The free software or open-source (Blender)

The free software packages might seem to be a good learning tool and a starting point to see if 3D is what you imagined it to be or if a career in CGI is the right choice for your future. But be warned, most of these packages come with a high learning curve and clumsy user interfaces. Since they are open source, new users need to consider carefully the risk of developers withdrawing support for these applications. Will open-source software be still available in 5 years time; Hopefully, most of them will, but without proper funding and a solid business plan the future looks bleak for most of them. In a short period of time, your acquired knowledge might become obsolete. It’s interesting though that a large group of fans are making a full animated film using blender.

Pros: Software is free

Cons: Steep learning curve, thin knowledgebase, risk of discontinuity by developers

 Blender is a novel idea, and although used by many independent artists it’s not at this time advisable for someone seeking to pursue a career in the cg world

So which should I choose?

 As a newcomer to the industry, don`t fall into the trap of jumping into a specialized piece of software as few will hire you unless you have basic knowledge of all the aspects of 3d production. You might be brilliant in character creation and a master to model and texture, but you also might need to know how the rigging or complex UV mapping works to do your job properly.

Specialized software is primarily meant for artists with experience and with a minimum knowledge of the basics of 3D production. We will take a closer look at these types of software in later tutorials. 

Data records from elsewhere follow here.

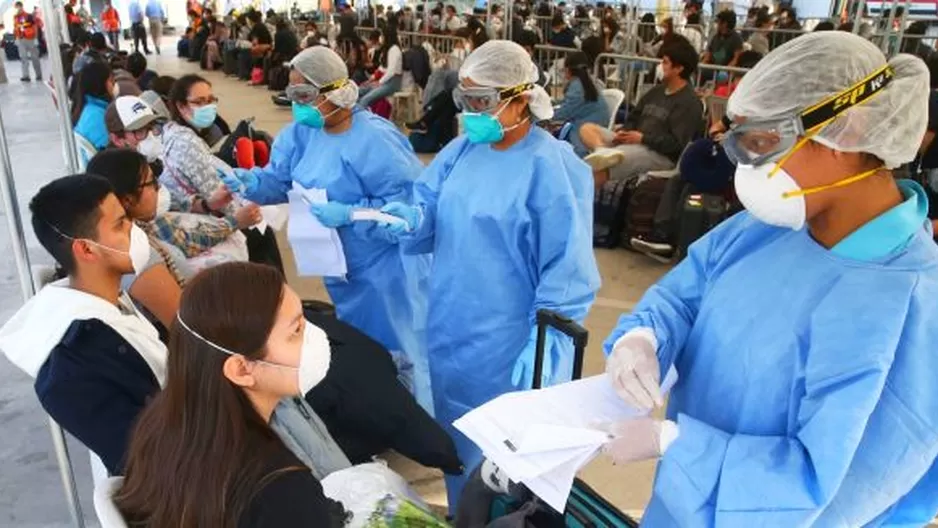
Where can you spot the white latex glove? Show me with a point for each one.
(639, 439)
(633, 367)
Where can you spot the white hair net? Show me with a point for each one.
(505, 64)
(321, 66)
(813, 67)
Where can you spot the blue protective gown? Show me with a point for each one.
(807, 394)
(384, 292)
(511, 233)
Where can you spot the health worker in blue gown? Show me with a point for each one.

It`s all about where you want to be in 5 or 10 years. You are most likely not going to show up to work on the first day of your dream job and find the blender icon on your desktop, it will most likely be something like Max, Maya or Cinama4D, so if you want a serious career in the CG world you should start with one of the heavies as soon as you feel ready and stick with it until you are comfortable with all of its aspects and ready to take on the world with your artworks. If you want to be an independent CG artist by all means go for the software you feel is right for you and your wallet. I know many who work entirely on free software and produce magnificent pieces of art, but they have all aged an extra 10 years by frustration, so consider yourself warned. If you are planning on enrolling in a school and getting educated as a CGI designer or artist the software has already been chosen for you (by the school) which makes things a bit easier.

If you are planning to enrol in a training school, you will have access to a free student version, however, you need to prove that you are indeed a student and the education provider needs to be accepted as a proper college or certified to teach the software.

So, my final advice is this. Do your research, download the software trials and make up your own mind. The truth is they all do pretty much the same thing, just in different ways and with different user interfaces, so it`s all about familiar workflow and what UI speaks to you and what software has an intuitive feel that you can relate to. And most importantly, try to imagine where you are in 10 years and choose accordingly.